More painfully, undeniably mine.

“I’ve never felt anything like that,” she whispers.

“You make me forget how to breathe,” I whisper back, the truth dragging itself out of me with a raw, reluctant honesty I’ve never given anyone. “You make me forget how to leave.”

There — that flicker in her expression.

Hope.

Fear.

That fragile aching space where both live together, clinging to one another like two hands reaching over the edge.

And I hate myself for the next truth that forces its way up my throat.

“I’m not good for you, butterfly.”

She traces a line across my shoulder, her fingertips trembling, gentle enough to split me open. “You keep saying that,” she murmurs. “But you don’t stop.”

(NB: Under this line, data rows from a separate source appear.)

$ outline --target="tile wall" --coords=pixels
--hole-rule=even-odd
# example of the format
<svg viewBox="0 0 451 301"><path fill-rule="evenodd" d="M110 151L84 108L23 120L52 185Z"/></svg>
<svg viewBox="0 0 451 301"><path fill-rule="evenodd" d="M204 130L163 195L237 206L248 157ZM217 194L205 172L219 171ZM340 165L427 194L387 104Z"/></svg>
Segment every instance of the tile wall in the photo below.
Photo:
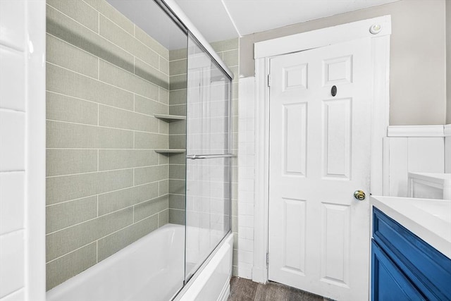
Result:
<svg viewBox="0 0 451 301"><path fill-rule="evenodd" d="M47 1L47 288L168 223L169 51L104 0Z"/></svg>
<svg viewBox="0 0 451 301"><path fill-rule="evenodd" d="M0 1L0 300L23 300L25 6Z"/></svg>
<svg viewBox="0 0 451 301"><path fill-rule="evenodd" d="M169 113L186 116L187 49L169 51ZM169 148L186 149L186 121L169 123ZM186 153L169 155L169 222L185 225Z"/></svg>

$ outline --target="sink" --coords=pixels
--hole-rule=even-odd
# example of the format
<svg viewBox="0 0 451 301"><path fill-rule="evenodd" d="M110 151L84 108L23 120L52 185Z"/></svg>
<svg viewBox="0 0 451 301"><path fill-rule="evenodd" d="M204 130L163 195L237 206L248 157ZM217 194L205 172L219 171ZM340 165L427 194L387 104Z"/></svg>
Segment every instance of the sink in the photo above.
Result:
<svg viewBox="0 0 451 301"><path fill-rule="evenodd" d="M451 202L429 204L427 202L415 204L416 208L443 219L447 223L451 223Z"/></svg>

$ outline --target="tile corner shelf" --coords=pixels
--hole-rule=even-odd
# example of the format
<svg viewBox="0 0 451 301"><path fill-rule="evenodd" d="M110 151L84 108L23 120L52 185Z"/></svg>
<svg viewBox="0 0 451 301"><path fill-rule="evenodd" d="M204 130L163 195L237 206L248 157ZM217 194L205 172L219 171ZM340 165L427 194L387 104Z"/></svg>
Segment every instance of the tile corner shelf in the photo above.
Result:
<svg viewBox="0 0 451 301"><path fill-rule="evenodd" d="M155 152L159 154L183 154L185 152L186 152L186 149L155 149Z"/></svg>
<svg viewBox="0 0 451 301"><path fill-rule="evenodd" d="M173 122L186 120L186 116L180 115L154 114L154 116L166 122Z"/></svg>

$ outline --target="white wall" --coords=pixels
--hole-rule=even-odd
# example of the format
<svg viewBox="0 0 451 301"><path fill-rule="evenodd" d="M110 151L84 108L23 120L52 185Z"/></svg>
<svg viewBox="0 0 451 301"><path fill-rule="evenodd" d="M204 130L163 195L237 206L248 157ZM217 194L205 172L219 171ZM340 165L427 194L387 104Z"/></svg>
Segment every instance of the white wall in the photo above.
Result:
<svg viewBox="0 0 451 301"><path fill-rule="evenodd" d="M234 275L252 278L255 176L254 78L240 79L238 103L238 233ZM236 233L235 233L236 235Z"/></svg>
<svg viewBox="0 0 451 301"><path fill-rule="evenodd" d="M254 76L255 42L391 15L390 124L445 124L445 0L402 0L245 35L240 39L240 74Z"/></svg>
<svg viewBox="0 0 451 301"><path fill-rule="evenodd" d="M384 195L407 197L408 172L445 172L443 125L388 127L384 139Z"/></svg>
<svg viewBox="0 0 451 301"><path fill-rule="evenodd" d="M45 1L0 1L0 300L44 300Z"/></svg>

“Because I’m selfish,” I rasp, pressing my face against her neck, inhaling the warm sweetness of her skin like I’m trying to memorise the one thing that still feels real. “Because every time I tell myself to walk away, you look at me like I could be something more than the damage I’ve lived through.”

Silence falls — thick, potent, a pause heavy with words neither of us is brave enough to speak aloud.

Then, quietly, she says, “Maybe you already are.”

Fuck.

I let my head rest on her shoulder and breathe her in — not the idea of her, not the fantasy, but the real woman in front of me, warm and trembling and soft in all the places I’ve forgotten softness existed. She smells like sin and sweetness, like something that could build a home out of a man who’s only ever known collapse.

And I can’t have it.

Not with thirty days left.

Not when half of me is already back in the desert, where sunlight burns and shadows swallow and every breath feels borrowed.

So I pull out of her slowly, careful, reverent — and the separation hurts more than I thought anything still could. She watches me, lips parted, chest rising too fast, eyes soft in a way that makes something inside me collapse in on itself.

But she doesn’t speak.

Neither do I.

I lie beside her and drag her against my chest, holding her with arms that have only ever known restraint and violence, holding her like she is the only thing tethering me to the here and now, to the version of myself I wish I could stay.